Being weakened by a love of sentiment I started thinking of my own personal time capsule for the team, knowing and hoping that the greatest memories could still be to come. But while we wait for the Mariners and Angels to broil for 4 days in Anaheimian hell I thought it might be nice to talk about the things we want the future to know about this team.
- Rightly the praises for Felix Hernandez' changeup are loudly sung here, there and everywhere. It is his best pitch and one of the very best pitches in baseball. But at his best in 2014 I cannot shake the image of Felix Hernandez commanding his fastball with 2 strikes, particularly against left-handers. After a series of changeups, curveballs and maybe even a slider inside Felix would get fed up with the battle and fire a 93 MPH bullet an inch or two off the plate. Mike Zunino would catch it, put on his Tanooki Suit and stay motionless. The batter puts his head down as the ump raises his fist. Strike three.
Ground ball up the middle, Robinson Cano to his right. Robinson Cano is far from svelte, and he moves with what appears to be a stiffness that should make what happens next impossible. But Cano goes right, he goes right again, he bends over, picks the ball an inch off the ground and, there really is no other way to put it, whips the ball across his body to first.
In the history of the Mariners there are a few iconic images of defensive skill. Griffey climbing a wall, Vizquel barehanding a ground ball, Beltre charging a bunt. Robinson Cano on a ground ball up the middle may not be a thing for too many more years but for 2014 it was every bit as memorable as those others.
- Kyle Seager's stride. I've tried to figure out what Kyle Seager looks like when he runs. There are times he reminds me of a character from The Far Side. Other times I think Oompa Loompa. He has a squat, over muscled lower half that makes his upper half rock left to right like a metronome. It's comical, at least to me. But what looks awkward in one context all falls into place in another.

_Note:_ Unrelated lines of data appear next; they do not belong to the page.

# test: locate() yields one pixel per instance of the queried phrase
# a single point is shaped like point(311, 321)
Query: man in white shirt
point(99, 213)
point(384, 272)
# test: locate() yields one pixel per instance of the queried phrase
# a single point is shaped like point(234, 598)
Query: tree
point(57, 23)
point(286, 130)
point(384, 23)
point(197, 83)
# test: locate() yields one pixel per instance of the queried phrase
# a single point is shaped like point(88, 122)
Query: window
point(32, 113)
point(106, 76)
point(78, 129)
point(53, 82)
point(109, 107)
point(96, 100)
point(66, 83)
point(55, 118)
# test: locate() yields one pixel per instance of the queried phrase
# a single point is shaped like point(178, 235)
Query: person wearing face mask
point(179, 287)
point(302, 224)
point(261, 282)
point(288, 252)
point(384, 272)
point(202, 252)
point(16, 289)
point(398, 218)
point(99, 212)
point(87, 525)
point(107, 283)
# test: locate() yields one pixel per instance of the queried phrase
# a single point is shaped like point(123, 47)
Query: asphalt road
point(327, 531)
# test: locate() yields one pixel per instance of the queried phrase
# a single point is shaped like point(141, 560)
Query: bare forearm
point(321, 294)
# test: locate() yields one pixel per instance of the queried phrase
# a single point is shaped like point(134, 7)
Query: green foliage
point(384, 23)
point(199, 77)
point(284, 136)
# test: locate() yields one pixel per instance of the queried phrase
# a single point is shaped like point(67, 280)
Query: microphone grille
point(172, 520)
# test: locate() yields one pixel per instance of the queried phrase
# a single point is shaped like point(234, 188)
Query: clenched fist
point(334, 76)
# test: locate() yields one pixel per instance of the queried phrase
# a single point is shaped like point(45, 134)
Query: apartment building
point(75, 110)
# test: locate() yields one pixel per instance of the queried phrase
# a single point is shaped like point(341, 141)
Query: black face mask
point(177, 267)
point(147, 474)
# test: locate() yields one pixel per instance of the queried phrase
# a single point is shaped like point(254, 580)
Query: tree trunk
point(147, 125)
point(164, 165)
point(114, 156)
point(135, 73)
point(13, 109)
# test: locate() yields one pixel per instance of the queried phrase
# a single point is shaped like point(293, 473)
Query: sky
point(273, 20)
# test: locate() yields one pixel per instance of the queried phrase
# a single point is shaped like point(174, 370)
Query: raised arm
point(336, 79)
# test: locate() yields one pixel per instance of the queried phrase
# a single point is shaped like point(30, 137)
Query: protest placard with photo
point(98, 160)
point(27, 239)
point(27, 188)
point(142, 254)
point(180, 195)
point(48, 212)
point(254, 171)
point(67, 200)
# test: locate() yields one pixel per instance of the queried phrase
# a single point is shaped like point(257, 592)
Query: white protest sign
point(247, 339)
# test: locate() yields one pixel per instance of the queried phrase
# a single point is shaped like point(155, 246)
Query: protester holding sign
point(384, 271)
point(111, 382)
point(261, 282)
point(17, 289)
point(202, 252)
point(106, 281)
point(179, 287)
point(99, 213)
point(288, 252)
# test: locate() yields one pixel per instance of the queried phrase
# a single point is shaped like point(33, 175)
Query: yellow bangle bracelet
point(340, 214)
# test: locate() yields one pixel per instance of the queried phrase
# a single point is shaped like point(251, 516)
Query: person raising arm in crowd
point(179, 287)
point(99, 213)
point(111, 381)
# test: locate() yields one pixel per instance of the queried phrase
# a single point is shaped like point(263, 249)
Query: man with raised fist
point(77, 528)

Everything about Kyle Seager's stride screams of a practiced, brutal efficiency. There is the slight raise of the right foot, as the weight is gathered towards his left, a slight pause as the hands dip for timing. Time stops for a frame. Then everything explodes. The right foot savagely stomps the earth, the thighs and hips rotate violently clockwise and the hands are fired like a bullet at the baseball. Every bit of leverage capable is achieved. The baseball is kissed to ash and we all jump and dance.